Thursday, March 12, 2015

Southcom Commander Discusses Recruit Movement to Syria



By Army Sgt. 1st Class Tyrone C. Marshall Jr.
DoD News, Defense Media Activity

WASHINGTON, March 12, 2015 – The movement and tracking of recruits traveling from the Caribbean region to Syria to fight alongside Islamic extremists is concerning, Marine Corps Gen. John F. Kelly, commander of U.S. Southern Command, said today.

During a Pentagon news briefing, Kelly responded to reporters’ questions, which were generated by his testimony on Southcom’s posture earlier today before the Senate Armed Services Committee.

About 100 Recruits from Region

During his SASC testimony, the general said about 100 recruits have traveled from the Caribbean to Syria to fight alongside Islamic extremists.

“Everyone’s concerned too if they come home,” he said, “because if they went over radicalized, one would expect they’ll come back at least that radicalized.”

“Do we have any indication right now of … any scheme to attack the United States? No,” Kelly said.

The general said it’s a situation similar to the U.S. where “there’s some small number reportedly that have radicalized for one reason or another here in the United States.”

But much larger numbers of extremist recruits go from Western Europe into the fight in Syria, where they develop fighting skills, Kelly said.

Tracking Recruits

Smaller countries, he noted, have a harder time tracking the numbers of people and their movements, because they lack a functioning legal justice system, an FBI, and “layers and layers of ‘clean’ policemen and women.”

“That’s kind of the first issue,” Kelly said. The second issue in tracking recruits, he said, is that some people in Southcom’s area of operations, just as in the United States and in Western Europe, are recruited or radicalized from the internet.

“But there are a couple of pretty radical mosques in the region,” Kelly said, “[in] some of the places I’ve just mentioned.”

“But 100 [recruits] certainly doesn’t seem like a lot,” he said, “and it’s not. But the little countries that they come from -- with a total inability to really deal with it -- that’s kind of what their concern is, so we watch them.”

Providing Tracking Assistance

A reporter asked whether the U.S. is assisting those countries in the tracking effort.

“Well, they don’t have nearly the ability, these countries I’m talking about, and in general, the countries in the Western hemisphere, they don’t have nearly the ability to track people like we do,” he said.

Again, Kelly said, those smaller countries lack capabilities such as the FBI, homeland security databases and similar capabilities.

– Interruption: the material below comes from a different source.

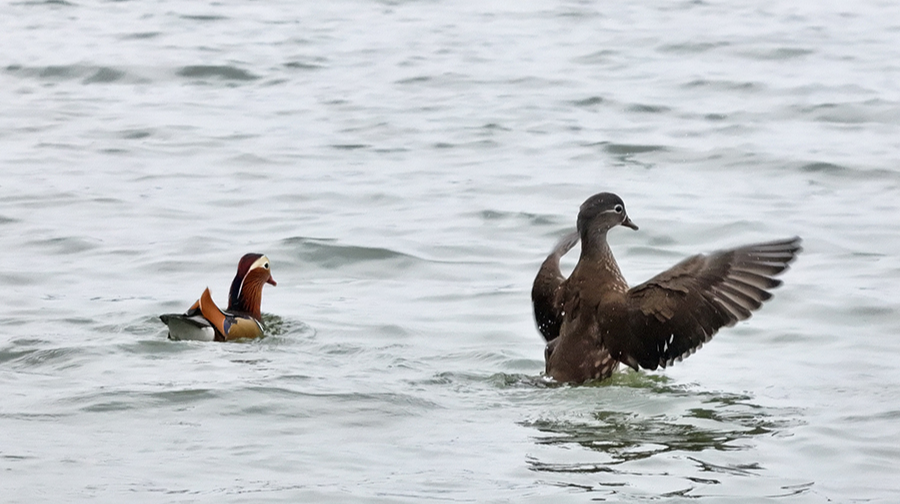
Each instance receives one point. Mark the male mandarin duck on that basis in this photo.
(592, 321)
(204, 320)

“When you’re in [that] part of the world,” he said, “you travel pretty freely between countries. There are legal ways to do it, but … simply, people walk across borders.”

Kelly said the transnational criminal network “that comes up through the isthmus [of Panama] and Mexico, that carries anything and everything on it” contributes to people’s ability to cross borders.

“Not to take anything away from the Department of Homeland Security men and women, FBI, and all,” he said. “They just do a magnificent job.”

The amount of movement and the sophistication of the network, Kelly said, “overwhelms our ability to stop everything.”

Sharing Information

One method of dealing with this issue, Kelly said, is sharing information or intelligence with certain countries.

“We share a great deal of either intelligence or information,” he said. “We’ve worked out some ways, as an example, to share information with some of these countries that then interdict drug movements.”

Kelly said it’s “not technically intel,” but information that is shared with other countries through U.S. intelligence and law enforcement agencies such as the FBI and the Drug Enforcement Agency.

“There,” he said, “they have networks of people that they work with in, say, Colombia, Bogota, Cartagena -- very cooperative police institutions that work with our DEA and our FBI, and other countries like that.”